The point here is who am I to say they are not? The fact of the matter is that I believe the only way the non-BCS schools could earn a spot in this playoff format is with an at-large bid. If there was a playoff and 16 teams were included you could then pull all the conference winners (12) and four at-large teams. Boise State would make it. So would BYU, etc. These are two good teams and two of the top 16 teams in the country in my opinion. I just feel with an 11 or 12 game season plus conference championship games a 16 team playoff is just too much for these teams.
Jimmy (Starkville, Mississippi)
I do think that Mississippi State is an improving program. They did get better as the season progressed. Defensively, they are good and solid. They have just had their problems on the other side of the ball. In three seasons as the Bulldogs head coach Sylvester Croom is 9-25 with three wins each of his three seasons. This season their signature win was against the Crimson Tide and they lost by a field goal to Tulane, Ole Miss, Georgia and Kentucky. So with a little luck they could have won another game or two.

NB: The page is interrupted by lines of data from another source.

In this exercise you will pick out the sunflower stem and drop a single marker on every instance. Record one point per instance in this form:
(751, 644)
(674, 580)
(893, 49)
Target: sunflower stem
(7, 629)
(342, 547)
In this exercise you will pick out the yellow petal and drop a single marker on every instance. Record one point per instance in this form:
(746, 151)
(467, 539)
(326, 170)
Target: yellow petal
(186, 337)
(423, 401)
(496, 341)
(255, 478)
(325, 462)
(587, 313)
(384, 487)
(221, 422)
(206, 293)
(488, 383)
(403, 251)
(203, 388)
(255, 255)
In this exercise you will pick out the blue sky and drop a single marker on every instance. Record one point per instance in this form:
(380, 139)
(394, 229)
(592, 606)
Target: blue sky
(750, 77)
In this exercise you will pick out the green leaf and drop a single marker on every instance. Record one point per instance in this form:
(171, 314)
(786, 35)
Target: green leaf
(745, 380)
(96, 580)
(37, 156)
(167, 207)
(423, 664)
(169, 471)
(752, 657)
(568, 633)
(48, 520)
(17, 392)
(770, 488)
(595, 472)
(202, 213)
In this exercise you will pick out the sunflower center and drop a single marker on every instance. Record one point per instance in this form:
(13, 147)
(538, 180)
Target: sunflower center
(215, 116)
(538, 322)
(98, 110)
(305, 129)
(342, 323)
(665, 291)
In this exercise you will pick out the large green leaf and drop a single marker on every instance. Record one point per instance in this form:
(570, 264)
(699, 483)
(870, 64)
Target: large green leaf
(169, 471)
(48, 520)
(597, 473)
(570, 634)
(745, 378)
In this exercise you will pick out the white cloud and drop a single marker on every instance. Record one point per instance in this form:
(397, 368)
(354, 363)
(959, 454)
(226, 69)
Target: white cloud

Regardless, Mississippi State has to get better offensively and there was improvement there this season. Over their first six games this season they averaged only 11.8 points per game while during the second half of the year they more than doubled that number (24.1). They do have some pieces to work with like quarterback Michael Henig, wide receiver Tony Burks and running back Anthony Dixon. Across the offensive line the Bulldogs are only losing one starter.

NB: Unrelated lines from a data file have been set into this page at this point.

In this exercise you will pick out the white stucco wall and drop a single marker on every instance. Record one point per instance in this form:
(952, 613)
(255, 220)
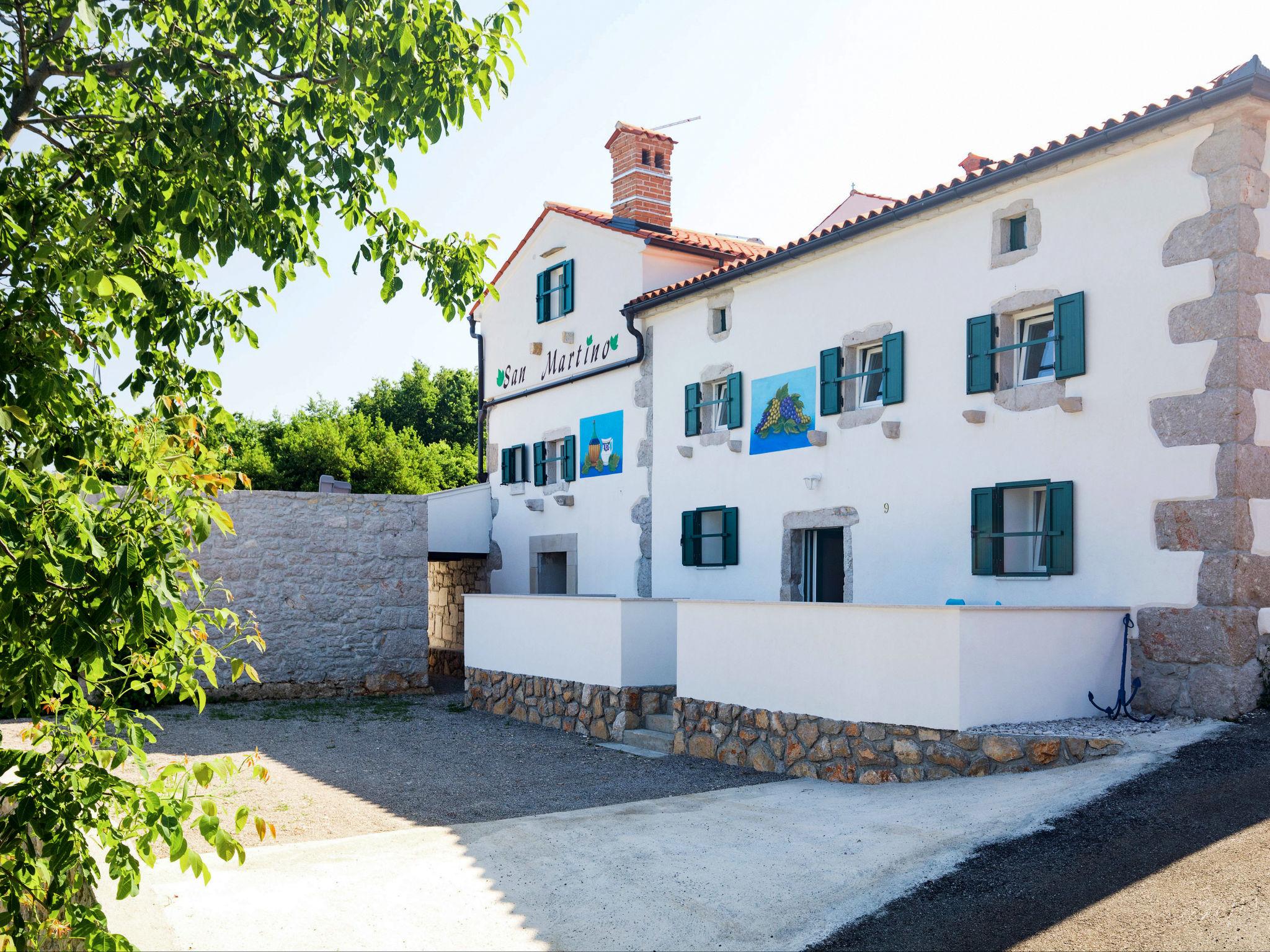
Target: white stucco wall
(933, 667)
(1104, 226)
(610, 268)
(610, 641)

The point here is the Bulldogs are close. They have some good young players on the offensive side of the ball. Yes this unit as struggles but they are getting better. But this is a team that needs to learn how to win, especially those close games. I do think Croom and his staff have done a nice job in rebuilding that program and they have made some nice strides. But nine wins in three years in the ulta-competitive league like the SEC isn't going to sit well too much longer. At some point, they have to start winning. I will say this, Croom deserves to given a fair amount of time. He has this program headed in the right direction. Maybe the Ws are not there yet but he will get his. It's just a matter of time.

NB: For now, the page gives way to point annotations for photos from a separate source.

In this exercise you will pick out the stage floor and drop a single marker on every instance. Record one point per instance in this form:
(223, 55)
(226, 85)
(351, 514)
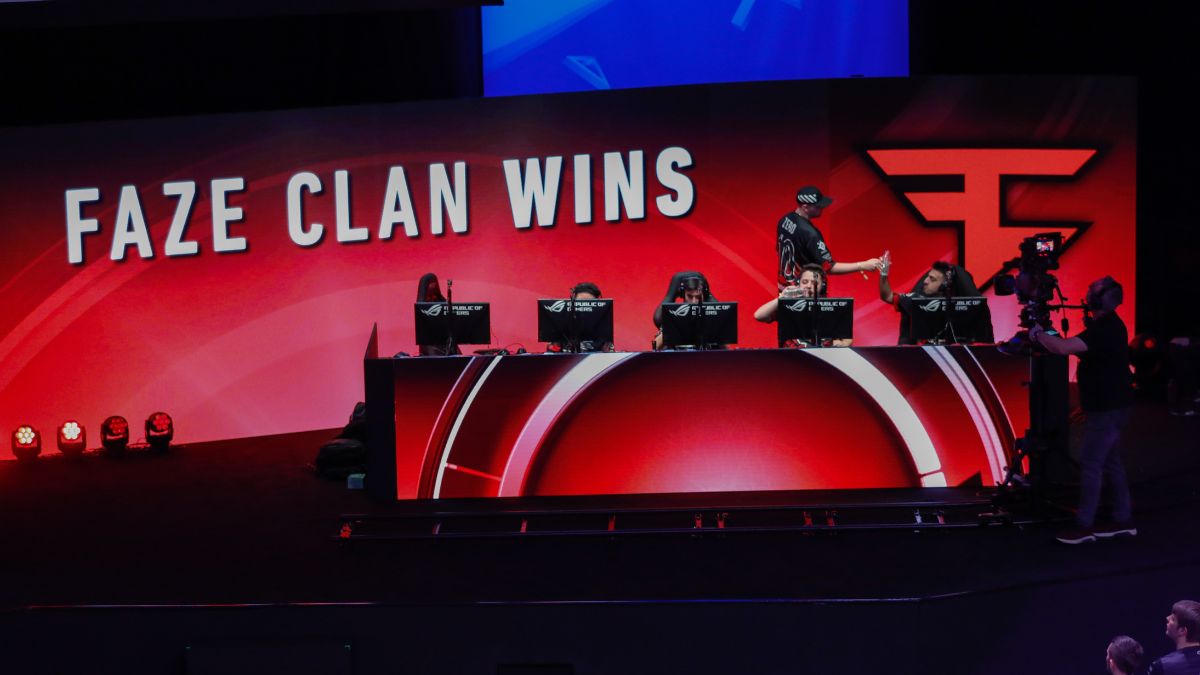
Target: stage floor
(247, 521)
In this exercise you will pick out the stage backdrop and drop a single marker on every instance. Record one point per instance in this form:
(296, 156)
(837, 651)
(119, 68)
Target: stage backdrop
(228, 269)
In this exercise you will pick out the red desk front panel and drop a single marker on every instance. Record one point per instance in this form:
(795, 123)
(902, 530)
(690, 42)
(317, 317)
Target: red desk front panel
(703, 422)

Where do you see Kristofer O'Dowd and Everson Griffin from the state of Arizona signing?
Gladiator (Los Angeles, California)
Look for Everson Griffen (Avondale, Az.) to announce his decision sometime this week and I expect his decision to be Southern Cal. Griffen, the nation's top defensive end prospect, has visited USC, Notre Dame, Michigan and Oregon. He has listed the Trojans has his leader for some time and it would be an upset if he picked someone else. Meanwhile, Kristofer O'Dowd (Tuscon, Az.), the country's top ranked center, will make his commitment next week as well. He has already tripped to USC, UCLA, Tennessee and Arizona. Like Griffin, don't be surprised if it's Southern Cal, as the Trojans could and should land the top two prospects from the state of Arizona and the No. 1 rated players overall at their respective positions in the nation.
Terrance Toliver (Hempstead, Texas) is now the nation's top rated receiver. He has made all five of his official visits – Oklahoma, Florida, USC, Tennessee and LSU. Right now his two leaders are LSU and Florida. I would argue LSU has a slight edge over the Gators just for the simple fact that he grew up a LSU fan. However, there are rumors swirling that Tiger Offensive Coordinator Jimbo Fisher could be headed elsewhere to coach next season. Would Fisher leaving effect Toliver? Hard to say at this point as these five teams will battle it out for the nation's No. 1 rated wide receiver prospect.